After sitting with them for a while, I continued on down the trail. My pack was light and my head was empty. The miles slipped by and I sped down the trail along the southern half of the oblong lake. The weather transition from the east to west side of the Cascades had brought with it a noticeable ecological transition: Grasses and brambly bushes had been replaced by prehistoric-looking sword ferns. The forest even smelled different – I kept picking up some new scent of organic decay, kind of like rotting hay.

I crossed the Upper Baker Dam (a much less impressive ordeal than the Ross Lake one) in the mid-afternoon. I had drained out the last of my phone battery listening to Nivhek’s meditative electronic album, After Its Own Death / Walking in a Spiral Toward the House. The official PNT route took me pointlessly off of the dam road through an extremely-confusing forest pathway for about a quarter mile, and I ended up in private property coming out of someone’s driveway. A really nice house, I thought, with a view of Mount Baker through a gap in the trees.

In any case, I made it to the road and stuck my thumb out, and it was only about two minutes before I saw a small red Toyota flash its turn signal in my direction. I saw Moose’s head poke out of the passenger seat and couldn’t help but laugh. They had missed the confusing PNT route altogether and gotten picked up a bit further north on the road.

As the three of us rode down the long, windy road into Concrete the driver explained that this road was a popular track for car commercials. It wasn’t hard to see; the road wound through a forest along some beautiful rock walls. Ferns burst from every crevice, illumininated by sunlight streaming through the trees.



We made it into town with a lot of the evening to spare. We got dropped off in front of the tiny motel that Bugs and Moose were planning to stay in. I was feeling exhausted, so I decided to go into the office just to see how expensive their cheapest room was. The office was decorated wall-to-wall with little trinkets, statues, thank-you notes, and Korean-language signs. The couple running the motel was so kind that I found myself unable to refuse the $50 hiker-discounted room that they offered me.

And so, I broke my two-month streak of not paying for a place to stay. I got my own air-conditioned motel room, which felt absolutely luxurious, and the motel owner even came by to ask if I had any laundry! I warned her that it would smell awful, but she wasn’t phased in the slightest. I collected it in a plastic bag and left it outside of my door for her.

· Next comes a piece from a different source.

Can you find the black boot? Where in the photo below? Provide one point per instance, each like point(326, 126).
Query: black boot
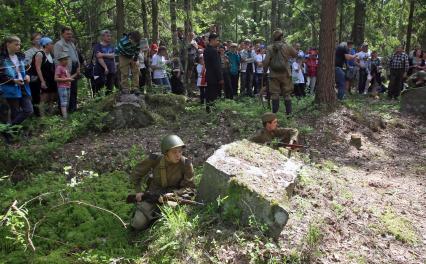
point(275, 105)
point(287, 106)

I took a long shower and shaved, and then it was food time. I slipped on my rain jacket and rain pants (my only remaining garments) and went to find Bugs and Moose in a nearby restaurant. I felt so totally relaxed, like I was floating instead of walking. I sat with them in the restaurant for a bit, but after seeing the menu prices I decided to go to the supermarket next door for some disgusting grocery store hot food.

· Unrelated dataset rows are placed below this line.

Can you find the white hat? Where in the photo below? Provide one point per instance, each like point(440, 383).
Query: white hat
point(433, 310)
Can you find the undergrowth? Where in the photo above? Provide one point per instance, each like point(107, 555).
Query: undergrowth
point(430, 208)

My rainy zero day in Concrete was a firestorm of errands: I planned my next resupply and bought some food, got a whole haircut from an older woman who talked to me the whole time about her newfound interest in painting, tried to find a replacement hiking pole, failed that and settled for a $2.99 125-centimeter flexible plastic ground post that I found in the grocery store, ordered some gear replacements (hiking poles and socks) ahead to Sedro-Wooley, went to the library to upload some photos and call my loved ones, and through all of that still managed to shove some food inside of me.

Teddy and Karma showed up that evening and I hung out with them inside of their adjacent room. We talked about trail stuff, mostly. Rebecca and Marguerite had apparently also made it to the motel, but I didn’t see them around. After checking my bank account, I decided to stay another night in luxury.

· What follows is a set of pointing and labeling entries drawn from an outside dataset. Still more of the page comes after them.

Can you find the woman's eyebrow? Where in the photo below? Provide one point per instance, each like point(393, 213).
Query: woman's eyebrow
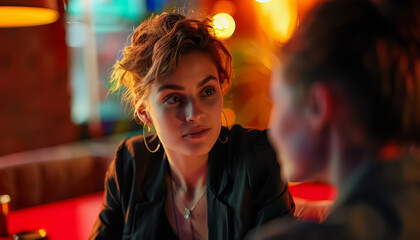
point(206, 80)
point(177, 87)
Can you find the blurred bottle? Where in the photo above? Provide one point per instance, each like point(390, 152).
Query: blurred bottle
point(4, 211)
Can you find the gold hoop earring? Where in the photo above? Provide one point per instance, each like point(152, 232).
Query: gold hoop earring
point(227, 126)
point(145, 140)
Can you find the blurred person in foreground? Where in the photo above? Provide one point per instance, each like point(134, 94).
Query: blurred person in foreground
point(346, 112)
point(195, 179)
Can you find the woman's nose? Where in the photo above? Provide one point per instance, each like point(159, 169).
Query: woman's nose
point(193, 111)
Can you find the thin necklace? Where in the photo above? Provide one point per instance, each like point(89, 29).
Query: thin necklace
point(188, 211)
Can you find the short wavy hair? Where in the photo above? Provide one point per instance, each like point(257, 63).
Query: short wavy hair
point(155, 49)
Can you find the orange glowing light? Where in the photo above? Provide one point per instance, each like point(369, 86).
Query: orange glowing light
point(26, 16)
point(278, 18)
point(224, 6)
point(224, 25)
point(5, 204)
point(42, 232)
point(230, 117)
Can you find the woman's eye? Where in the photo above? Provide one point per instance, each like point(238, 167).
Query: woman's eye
point(208, 92)
point(173, 99)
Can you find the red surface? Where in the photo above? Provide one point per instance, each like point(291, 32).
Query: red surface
point(313, 191)
point(73, 219)
point(70, 219)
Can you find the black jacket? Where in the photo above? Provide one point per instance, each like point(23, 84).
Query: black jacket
point(244, 189)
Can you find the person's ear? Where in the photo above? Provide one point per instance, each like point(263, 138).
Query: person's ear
point(319, 106)
point(143, 114)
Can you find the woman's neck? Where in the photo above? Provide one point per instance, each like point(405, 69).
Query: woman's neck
point(188, 173)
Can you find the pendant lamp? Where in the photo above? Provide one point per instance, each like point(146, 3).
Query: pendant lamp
point(25, 13)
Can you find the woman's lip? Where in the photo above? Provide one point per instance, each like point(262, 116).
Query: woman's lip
point(197, 134)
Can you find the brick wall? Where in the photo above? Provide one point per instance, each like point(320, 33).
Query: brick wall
point(34, 88)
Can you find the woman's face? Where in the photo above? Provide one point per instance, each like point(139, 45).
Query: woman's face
point(186, 106)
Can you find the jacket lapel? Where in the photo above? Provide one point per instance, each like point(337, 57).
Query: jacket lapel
point(217, 185)
point(149, 210)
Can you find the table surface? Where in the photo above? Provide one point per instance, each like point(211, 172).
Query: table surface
point(73, 219)
point(69, 219)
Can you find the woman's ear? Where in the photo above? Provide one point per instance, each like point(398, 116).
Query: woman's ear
point(143, 114)
point(319, 106)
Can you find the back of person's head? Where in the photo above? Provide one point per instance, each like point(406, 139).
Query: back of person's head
point(371, 51)
point(156, 47)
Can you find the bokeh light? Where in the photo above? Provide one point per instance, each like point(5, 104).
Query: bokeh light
point(26, 16)
point(224, 25)
point(278, 18)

Sometime in the evening, I was outside of the motel when an middle-aged bike-touring guy rolled up to me and yelled, “So how bad is it?” I was so taken aback. Here I was staying at the nicest place I’d stayed in months, and this asshole probably expected perfect beautiful lodging every single night. I glared at him and told him it’s actually really nice, thank you very much, and turned around and went back to my room.